Well, no, it also involves "improvements" to two junctions and “dualling” of about 300 metres of road between them (red line on the map above) and along the blue line a fairly modest widening, to 6m, and some straightening.  Lord knows why they need to widen it, or straighten it – the speed limit won’t increase from 40mph and in view of the adjacent houses should be lower.   The short dual carriageway is causing some hollow laughter among locals who confidently anticipate that there will be some pricks who will try to get up excessive speed on it, and the real congestion problem in this area, which is the confluence of this road with the A32 just north of the boundary of this map, just before the unalterable bottleneck of the Quay Street junction, is in no way being solved by this “improvement”. 

Of course in the usual way of such road-building proposals, the argument is advanced that the project will "ease congestion", but as ever it ignores the impact of induced demand.  It is argued that improvements are needed to facilitate access to the proposed Enterprise Zone at the old HMS Daedalus airfield site in Lee-on-Solent, but it ignores the fact that peak flows southbound  (towards Daedalus) in the mornings and northbound in the evenings are a full third lower than their contraflows.  There is then the small matter of 475 new houses, a whopping 275 more than the maximum planned by the borough council for the area, to be built on parts of the Daedalus site - the housebuilders just can't resist it, and the planners just can't resist them, there is too much profit in it.  And finally, on that Cherque farm estate that I described in an earlier post, there is a roundabout with one blank exit, facing into a substantial expanse of virgin land, at least as big as Cherque farm itself.  Now, what plans do you suppose they have for that?

I have had a go at the local (Conservative, natch) MP - not about the environmental factors as this is not Combe Haven, hardly any countryside is involved, and induced demand or no,  it is hard to see that much extra traffic could be generated in view of the surrounding challenges.  No, it is the waste of money - by a county council which, for example, told my 85 year old mother, with dementia and Parkinsons' and a very dodgy knee, that she was "not a priority" for a visit from their overworked and underfunded Occupational Therapy group and should call them back if she hadn't heard from them in 8 weeks!
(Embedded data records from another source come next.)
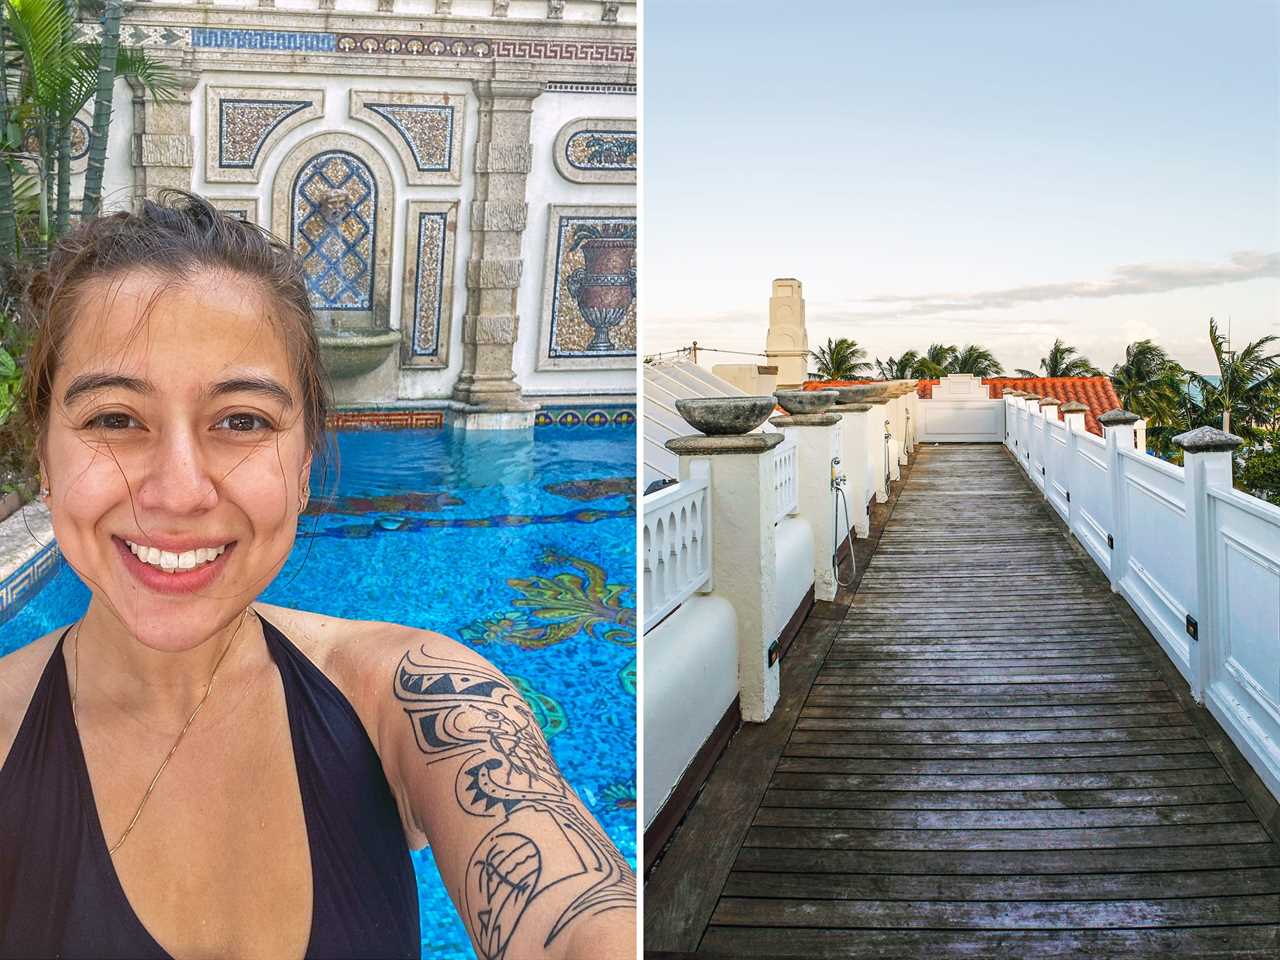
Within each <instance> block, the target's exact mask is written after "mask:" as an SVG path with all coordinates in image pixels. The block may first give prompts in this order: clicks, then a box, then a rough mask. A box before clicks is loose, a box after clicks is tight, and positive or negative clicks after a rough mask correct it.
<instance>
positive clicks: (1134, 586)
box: [1007, 398, 1280, 796]
mask: <svg viewBox="0 0 1280 960" xmlns="http://www.w3.org/2000/svg"><path fill="white" fill-rule="evenodd" d="M1007 406H1009V410H1007V415H1009V416H1007V422H1009V424H1010V430H1009V440H1007V445H1009V447H1010V451H1011V452H1012V453H1014V454H1015V460H1016V461H1018V462H1019V463H1020V465H1021V466H1023V468H1024V470H1027V472H1028V474H1029V475H1030V476H1032V477H1033V479H1037V480H1039V479H1042V477H1036V474H1034V472H1033V471H1036V472H1038V467H1039V466H1041V460H1039V457H1038V456H1037V453H1039V451H1041V449H1047V451H1051V453H1050V454H1048V457H1047V458H1046V460H1044V463H1047V470H1046V474H1044V475H1042V476H1043V477H1047V483H1044V484H1043V493H1044V495H1046V498H1047V499H1048V502H1050V503H1051V504H1052V506H1053V508H1055V509H1056V511H1057V512H1059V513H1060V515H1062V516H1064V518H1065V520H1066V522H1068V525H1069V527H1070V530H1071V532H1073V534H1074V535H1075V538H1076V539H1078V540H1079V541H1080V544H1082V545H1083V547H1084V549H1085V550H1087V552H1088V553H1089V556H1091V557H1092V558H1093V559H1094V561H1096V562H1097V564H1098V566H1100V567H1101V568H1102V571H1103V572H1105V573H1106V575H1107V577H1108V579H1110V580H1111V589H1112V590H1115V591H1116V593H1119V594H1120V595H1121V596H1124V598H1125V600H1128V603H1129V605H1130V607H1133V609H1134V612H1135V613H1137V614H1138V616H1139V617H1140V618H1142V621H1143V622H1144V623H1146V625H1147V628H1148V630H1151V632H1152V635H1153V636H1155V637H1156V640H1157V643H1160V645H1161V648H1162V649H1164V650H1165V653H1166V654H1167V655H1169V658H1170V659H1171V660H1172V662H1174V664H1175V666H1176V667H1178V669H1179V671H1180V672H1181V675H1183V676H1184V677H1185V678H1187V681H1188V684H1189V685H1190V689H1192V694H1193V695H1194V696H1196V699H1197V700H1202V701H1203V703H1204V704H1206V705H1207V707H1208V709H1210V710H1211V712H1212V713H1213V716H1215V717H1217V719H1219V722H1220V723H1221V724H1222V727H1224V728H1225V730H1226V731H1228V733H1229V735H1230V736H1231V739H1233V740H1234V741H1235V744H1236V746H1238V748H1239V749H1240V751H1242V753H1243V754H1244V755H1245V756H1247V758H1248V759H1249V762H1251V763H1252V764H1253V767H1254V769H1256V771H1257V772H1258V774H1260V776H1261V777H1262V780H1263V782H1266V783H1267V786H1268V787H1270V788H1271V791H1272V792H1274V794H1276V795H1277V796H1280V508H1277V507H1274V506H1271V504H1270V503H1265V502H1263V500H1260V499H1257V498H1254V497H1249V495H1247V494H1243V493H1240V492H1239V490H1234V489H1231V486H1230V483H1231V477H1230V468H1229V466H1230V454H1229V453H1201V454H1190V453H1189V454H1188V465H1189V466H1188V468H1185V470H1184V468H1183V467H1179V466H1174V465H1170V463H1166V462H1164V461H1161V460H1158V458H1156V457H1151V456H1148V454H1147V453H1146V452H1143V451H1138V449H1129V448H1128V444H1129V443H1130V442H1132V440H1133V438H1134V434H1135V433H1137V434H1138V435H1142V431H1140V430H1137V431H1134V430H1133V429H1128V428H1114V429H1112V430H1111V431H1110V435H1108V436H1107V438H1106V439H1105V440H1102V439H1100V438H1097V436H1094V435H1093V434H1089V433H1084V431H1080V430H1070V429H1068V428H1066V426H1065V425H1062V424H1051V422H1048V421H1044V420H1043V419H1041V422H1042V424H1044V428H1041V429H1039V430H1037V426H1036V424H1034V420H1036V419H1037V417H1036V416H1034V415H1032V413H1029V411H1027V410H1024V408H1023V407H1024V404H1023V403H1021V402H1020V401H1015V399H1012V398H1010V399H1009V401H1007ZM1046 428H1047V429H1046ZM1041 440H1043V442H1044V443H1046V444H1047V447H1044V448H1039V447H1038V443H1039V442H1041ZM1060 442H1061V443H1060ZM1027 452H1030V454H1032V456H1030V457H1028V456H1027ZM1215 458H1217V460H1215ZM1064 502H1065V511H1064Z"/></svg>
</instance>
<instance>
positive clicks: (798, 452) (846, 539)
mask: <svg viewBox="0 0 1280 960" xmlns="http://www.w3.org/2000/svg"><path fill="white" fill-rule="evenodd" d="M840 420H841V417H840V415H838V413H797V415H794V416H781V417H773V419H772V420H771V421H769V422H771V424H773V425H774V426H777V428H778V429H781V430H782V433H783V434H785V435H787V436H792V435H794V436H795V438H796V460H797V467H799V474H800V489H799V490H797V497H796V499H797V500H799V506H800V511H799V513H800V517H801V518H803V520H804V521H805V522H808V524H809V529H810V530H812V531H813V548H814V549H813V591H814V599H817V600H833V599H836V571H835V567H836V561H835V556H836V554H838V553H840V549H841V548H842V547H844V545H845V541H846V540H847V539H849V526H847V520H846V517H845V512H844V511H842V509H841V511H840V515H841V516H840V522H837V520H836V512H837V511H836V504H837V503H841V502H840V493H838V492H837V490H836V488H835V485H833V479H835V475H836V470H837V468H838V465H837V463H835V462H833V461H836V460H838V458H840V457H841V449H840ZM841 506H842V504H841ZM850 518H851V511H850Z"/></svg>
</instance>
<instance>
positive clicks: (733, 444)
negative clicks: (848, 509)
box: [666, 433, 783, 723]
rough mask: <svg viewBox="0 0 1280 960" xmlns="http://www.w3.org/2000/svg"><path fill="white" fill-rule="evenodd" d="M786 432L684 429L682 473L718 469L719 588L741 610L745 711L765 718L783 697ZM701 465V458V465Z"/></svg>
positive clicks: (737, 649)
mask: <svg viewBox="0 0 1280 960" xmlns="http://www.w3.org/2000/svg"><path fill="white" fill-rule="evenodd" d="M782 439H783V436H782V434H780V433H777V434H744V435H741V436H676V438H675V439H671V440H667V444H666V445H667V449H669V451H671V452H672V453H676V454H677V456H678V457H680V472H678V476H680V479H681V480H686V479H689V477H690V476H692V474H694V472H695V470H701V471H703V472H705V474H707V475H708V476H709V477H710V488H709V490H710V497H709V500H710V522H712V529H713V530H714V539H713V540H712V585H713V586H712V593H713V594H718V595H721V596H723V598H724V599H727V600H728V602H730V603H731V604H733V611H735V612H736V613H737V686H739V698H740V704H741V708H742V719H745V721H753V722H756V723H763V722H764V721H767V719H768V718H769V714H772V713H773V708H774V705H776V704H777V701H778V678H780V671H778V654H777V639H778V631H780V630H781V626H782V625H780V623H778V622H777V594H778V585H777V571H776V562H777V541H776V532H774V524H773V521H774V512H776V506H777V504H776V503H774V492H773V463H772V457H771V456H769V451H772V449H773V448H774V447H777V445H778V444H780V443H782ZM695 465H696V466H695Z"/></svg>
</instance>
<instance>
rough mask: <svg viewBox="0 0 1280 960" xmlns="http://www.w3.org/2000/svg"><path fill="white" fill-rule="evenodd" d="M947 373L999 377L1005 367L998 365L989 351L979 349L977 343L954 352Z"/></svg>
mask: <svg viewBox="0 0 1280 960" xmlns="http://www.w3.org/2000/svg"><path fill="white" fill-rule="evenodd" d="M948 372H952V374H969V375H970V376H1000V375H1001V374H1004V372H1005V367H1002V366H1001V365H1000V361H998V360H996V356H995V353H992V352H991V351H989V349H987V348H986V347H979V346H978V344H977V343H969V344H966V346H965V348H964V349H960V351H956V353H955V356H954V357H952V360H951V366H950V367H948Z"/></svg>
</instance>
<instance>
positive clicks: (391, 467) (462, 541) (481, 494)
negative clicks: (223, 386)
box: [0, 425, 636, 957]
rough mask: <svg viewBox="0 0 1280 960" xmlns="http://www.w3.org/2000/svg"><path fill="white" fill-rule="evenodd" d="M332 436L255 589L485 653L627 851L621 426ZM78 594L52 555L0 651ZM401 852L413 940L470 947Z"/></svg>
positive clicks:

But hey, we get a  cycle lane where none existed before, and you can be sure that there would never have been the political will to do the cycle lane alone, so I guess we should be grateful for small mercies?


Thanks to @cyclestrian for linking to the latest proposals being put out to consultation.  An animation of the northern end of Newgate Lane can be found here, and print information on the southern end improvements can be found here at sections 6 and 13.

The northern end will get the mooted parallel shared use foot and cycle path – a mediocre solution but this is not a major pedestrian route so conflicts should be limited.  The southern end is being resolved with an entirely new stretch of “bypass” across low-grade farm land which should, hopefully, leave the old road as no more than residential access and as a cycling and walking route which is at least as direct as the proposed new road.  What I suppose remains to be said on this is that I do hope they engineer the old road to prevent or discourage through traffic.  If the new road is wider, straighter and free of side roads, drives etc it seems unlikely that anyone would choose to drive through the old road but no doubt there will be occasions, perhaps collisions or breakdowns, which will cause tailbacks and prompt a few arses to rat-run the old road.